TRIBUNSOLO.COM, SUKOHARJO - Desa Wirun, yang terletak di Kecamatan Mojolaban, Kabupaten Sukoharjo, Jawa Tengah, merupakan wilayah yang cukup padat penduduk.
Desa Wirun bisa dibilang merupakan salah satu desa yang menjadi ikon Kabupaten Sukoharjo.
Letaknya yang tak jauh dari Kota Solo menjadikan desa ini strategis secara ekonomi maupun sosial.
Baca juga: Asal-Usul Nama Pedan yang jadi Kecamatan di Klaten : Kisah Pangeran Pranowo dan Strategi Pepe Edan
Namun, di balik geliat keseharian dan kemajuan industri lokal, Desa Wirun menyimpan kisah sejarah yang menarik untuk disimak.
Selama ini, Desa Wirun dikenal luas sebagai sentra industri gamelan.
Aktivitas ekonomi utama masyarakat di desa ini adalah sebagai pengrajin gamelan tradisional.
Tidak hanya memenuhi permintaan pasar dalam negeri, gamelan buatan pengrajin Wirun juga telah merambah pasar internasional seperti Belanda dan Austria.
Baca juga: Asal-usul Desa Banaran di Grogol Sukoharjo, Dulu Bernama Bandara dan jadi Kawasan Pelabuhan Penting
Seiring waktu, permintaan akan gamelan terus meningkat, dan industri lokal pun berkembang pesat.
Hal ini menunjukkan bahwa nilai seni dan budaya tradisional Indonesia masih sangat diminati dunia, sekaligus menjadi sumber ekonomi yang kuat bagi masyarakat setempat.
Asal-Usul Nama dan Legenda Desa Wirun
Tak hanya dikenal karena industri dan kesejahteraannya, Desa Wirun juga memiliki cerita historis yang berasal dari masa runtuhnya Kerajaan Majapahit.
Nama “Wirun” sendiri berasal dari bahasa Jawa, yaitu gabungan kata “wi” yang berarti orang yang sakti atau memiliki kemampuan lebih, dan “run” yang berarti keturunan.
Nama ini mencerminkan nilai-nilai spiritual dan kepercayaan yang mengakar kuat dalam masyarakat setempat.

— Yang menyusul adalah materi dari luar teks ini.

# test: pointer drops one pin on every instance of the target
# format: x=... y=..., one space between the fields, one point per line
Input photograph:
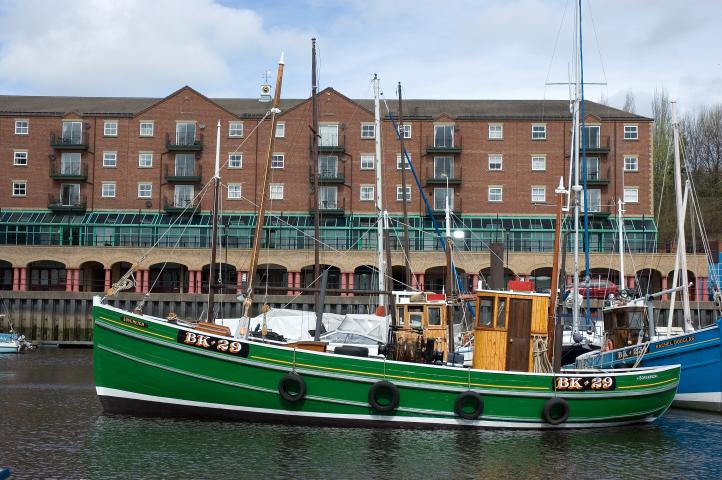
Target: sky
x=456 y=49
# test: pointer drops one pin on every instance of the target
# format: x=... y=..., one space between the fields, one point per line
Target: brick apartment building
x=92 y=183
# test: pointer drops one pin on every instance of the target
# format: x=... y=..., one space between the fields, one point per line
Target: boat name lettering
x=584 y=383
x=134 y=321
x=676 y=341
x=215 y=344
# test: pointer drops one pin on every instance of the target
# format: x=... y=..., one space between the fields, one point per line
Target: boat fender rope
x=384 y=386
x=469 y=398
x=549 y=413
x=292 y=387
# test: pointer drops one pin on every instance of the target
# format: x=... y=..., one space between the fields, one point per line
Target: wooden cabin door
x=519 y=331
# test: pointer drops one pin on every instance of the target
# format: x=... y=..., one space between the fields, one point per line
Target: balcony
x=72 y=205
x=69 y=142
x=183 y=174
x=443 y=146
x=183 y=144
x=77 y=172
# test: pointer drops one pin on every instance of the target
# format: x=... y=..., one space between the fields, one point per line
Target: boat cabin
x=507 y=324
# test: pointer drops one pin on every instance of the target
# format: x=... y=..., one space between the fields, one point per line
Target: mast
x=260 y=220
x=212 y=285
x=379 y=203
x=405 y=246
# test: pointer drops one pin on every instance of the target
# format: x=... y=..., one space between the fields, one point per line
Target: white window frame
x=633 y=132
x=541 y=194
x=636 y=163
x=369 y=191
x=108 y=194
x=634 y=197
x=367 y=156
x=366 y=133
x=146 y=123
x=235 y=129
x=240 y=157
x=17 y=155
x=108 y=132
x=535 y=135
x=106 y=156
x=17 y=184
x=495 y=188
x=234 y=186
x=543 y=158
x=275 y=191
x=142 y=193
x=19 y=128
x=278 y=160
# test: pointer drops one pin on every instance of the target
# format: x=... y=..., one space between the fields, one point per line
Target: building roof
x=251 y=107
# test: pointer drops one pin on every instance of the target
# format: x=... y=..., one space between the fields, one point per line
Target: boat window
x=435 y=316
x=486 y=307
x=501 y=314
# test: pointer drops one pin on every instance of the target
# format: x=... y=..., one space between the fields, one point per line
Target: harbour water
x=52 y=426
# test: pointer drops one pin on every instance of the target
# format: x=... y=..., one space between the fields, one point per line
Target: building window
x=235 y=129
x=234 y=191
x=631 y=132
x=235 y=160
x=110 y=159
x=538 y=131
x=277 y=160
x=145 y=160
x=280 y=129
x=20 y=188
x=496 y=131
x=20 y=158
x=275 y=191
x=631 y=163
x=495 y=194
x=146 y=129
x=367 y=162
x=495 y=162
x=538 y=163
x=398 y=162
x=538 y=194
x=631 y=195
x=110 y=128
x=368 y=130
x=108 y=190
x=367 y=193
x=399 y=193
x=145 y=190
x=22 y=127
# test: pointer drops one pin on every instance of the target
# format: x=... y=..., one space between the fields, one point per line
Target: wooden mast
x=248 y=302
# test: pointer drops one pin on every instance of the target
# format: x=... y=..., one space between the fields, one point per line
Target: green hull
x=146 y=366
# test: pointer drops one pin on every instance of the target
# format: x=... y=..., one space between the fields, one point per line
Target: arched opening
x=225 y=276
x=92 y=277
x=6 y=275
x=167 y=278
x=542 y=278
x=46 y=276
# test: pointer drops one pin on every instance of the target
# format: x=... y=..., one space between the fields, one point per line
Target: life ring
x=389 y=389
x=550 y=414
x=292 y=387
x=466 y=398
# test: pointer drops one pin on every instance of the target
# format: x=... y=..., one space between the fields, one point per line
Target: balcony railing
x=183 y=173
x=69 y=142
x=76 y=171
x=183 y=144
x=70 y=205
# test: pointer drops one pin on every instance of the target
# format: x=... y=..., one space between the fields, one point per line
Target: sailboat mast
x=212 y=284
x=379 y=202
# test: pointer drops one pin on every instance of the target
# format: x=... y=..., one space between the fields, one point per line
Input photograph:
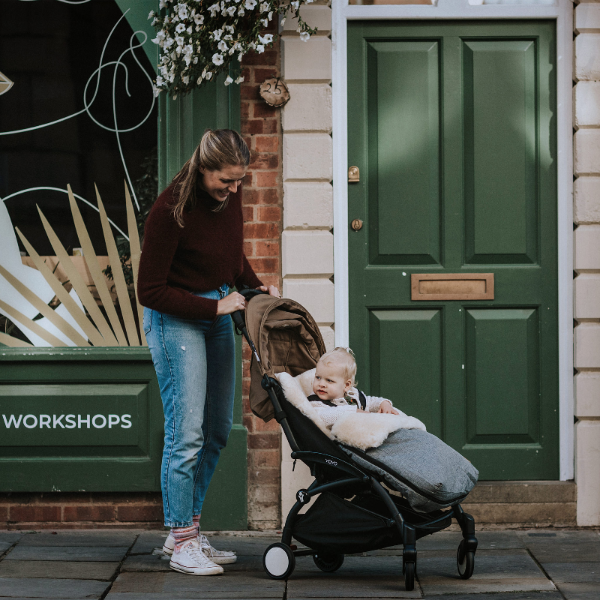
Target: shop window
x=80 y=111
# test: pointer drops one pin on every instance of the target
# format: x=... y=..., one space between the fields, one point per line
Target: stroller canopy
x=286 y=337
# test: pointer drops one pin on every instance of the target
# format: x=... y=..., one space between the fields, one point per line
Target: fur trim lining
x=360 y=430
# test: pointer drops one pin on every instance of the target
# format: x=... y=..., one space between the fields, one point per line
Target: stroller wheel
x=409 y=576
x=465 y=561
x=279 y=561
x=328 y=562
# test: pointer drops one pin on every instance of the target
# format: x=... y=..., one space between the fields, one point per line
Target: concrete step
x=523 y=503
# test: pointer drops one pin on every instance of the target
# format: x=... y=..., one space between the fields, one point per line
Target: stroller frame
x=279 y=558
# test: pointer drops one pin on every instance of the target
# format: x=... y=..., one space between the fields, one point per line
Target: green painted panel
x=496 y=173
x=412 y=380
x=501 y=148
x=502 y=350
x=403 y=90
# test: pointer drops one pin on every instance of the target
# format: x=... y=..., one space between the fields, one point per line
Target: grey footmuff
x=428 y=473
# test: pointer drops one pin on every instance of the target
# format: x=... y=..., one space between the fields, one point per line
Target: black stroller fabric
x=428 y=472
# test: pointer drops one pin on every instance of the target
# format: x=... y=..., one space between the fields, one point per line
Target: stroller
x=354 y=512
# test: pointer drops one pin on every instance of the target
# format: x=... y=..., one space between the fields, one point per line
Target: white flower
x=160 y=38
x=182 y=10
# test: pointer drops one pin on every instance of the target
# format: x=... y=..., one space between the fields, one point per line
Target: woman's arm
x=161 y=238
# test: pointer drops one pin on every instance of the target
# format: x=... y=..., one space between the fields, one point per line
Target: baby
x=334 y=391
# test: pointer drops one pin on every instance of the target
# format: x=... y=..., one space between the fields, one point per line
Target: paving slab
x=229 y=585
x=584 y=572
x=63 y=589
x=562 y=552
x=358 y=577
x=80 y=538
x=148 y=540
x=62 y=553
x=579 y=591
x=103 y=571
x=496 y=571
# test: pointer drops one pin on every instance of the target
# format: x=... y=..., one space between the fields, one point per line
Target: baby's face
x=329 y=382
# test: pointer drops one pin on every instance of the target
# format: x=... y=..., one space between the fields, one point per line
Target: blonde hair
x=217 y=148
x=344 y=358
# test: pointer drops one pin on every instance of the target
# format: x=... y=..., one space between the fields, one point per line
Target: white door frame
x=562 y=12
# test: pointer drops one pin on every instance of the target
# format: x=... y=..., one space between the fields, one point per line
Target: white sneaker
x=219 y=557
x=191 y=559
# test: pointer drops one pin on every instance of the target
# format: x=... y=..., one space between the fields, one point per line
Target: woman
x=192 y=255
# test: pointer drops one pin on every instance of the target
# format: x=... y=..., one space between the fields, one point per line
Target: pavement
x=124 y=565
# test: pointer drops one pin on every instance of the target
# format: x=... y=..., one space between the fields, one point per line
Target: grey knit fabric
x=428 y=473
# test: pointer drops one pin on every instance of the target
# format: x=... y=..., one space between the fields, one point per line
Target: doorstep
x=523 y=503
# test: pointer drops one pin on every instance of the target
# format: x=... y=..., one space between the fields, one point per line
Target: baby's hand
x=387 y=408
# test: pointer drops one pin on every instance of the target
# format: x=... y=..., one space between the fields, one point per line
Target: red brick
x=267 y=144
x=270 y=126
x=253 y=126
x=264 y=477
x=269 y=179
x=266 y=249
x=33 y=513
x=260 y=74
x=264 y=265
x=265 y=161
x=263 y=441
x=249 y=92
x=263 y=111
x=143 y=512
x=261 y=231
x=268 y=57
x=269 y=213
x=267 y=458
x=268 y=196
x=89 y=513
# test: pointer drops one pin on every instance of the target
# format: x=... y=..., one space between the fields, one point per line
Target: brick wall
x=262 y=202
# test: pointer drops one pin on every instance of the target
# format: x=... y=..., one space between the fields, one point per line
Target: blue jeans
x=195 y=365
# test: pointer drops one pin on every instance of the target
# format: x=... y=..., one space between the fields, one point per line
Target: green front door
x=453 y=128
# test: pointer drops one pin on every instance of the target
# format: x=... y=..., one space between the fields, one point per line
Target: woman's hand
x=273 y=291
x=230 y=304
x=387 y=408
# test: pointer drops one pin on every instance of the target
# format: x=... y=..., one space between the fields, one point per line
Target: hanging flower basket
x=198 y=39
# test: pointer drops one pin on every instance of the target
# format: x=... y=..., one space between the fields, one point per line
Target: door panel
x=403 y=85
x=452 y=127
x=500 y=151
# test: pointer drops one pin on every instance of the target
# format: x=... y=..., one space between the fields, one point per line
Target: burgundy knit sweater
x=205 y=253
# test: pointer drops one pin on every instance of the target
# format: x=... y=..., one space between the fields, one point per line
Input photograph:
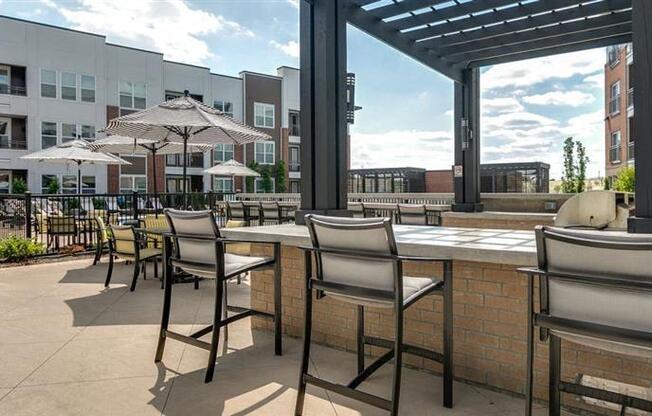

Menurut cerita turun-temurun, setelah runtuhnya Kerajaan Majapahit, beberapa penggawa atau pejabat kerajaan memilih untuk melarikan diri dan bersembunyi di hutan belantara, termasuk wilayah yang kini menjadi Desa Wirun.
Baca juga: Asal-usul Desa Danguran di Klaten, Konon Sudah Berdiri Sejak Tahun 1927
Dalam kisah tersebut, para penggawa menjalani tapa atau meditasi di tengah hutan yang kala itu sangat lebat dan jarang dimasuki manusia.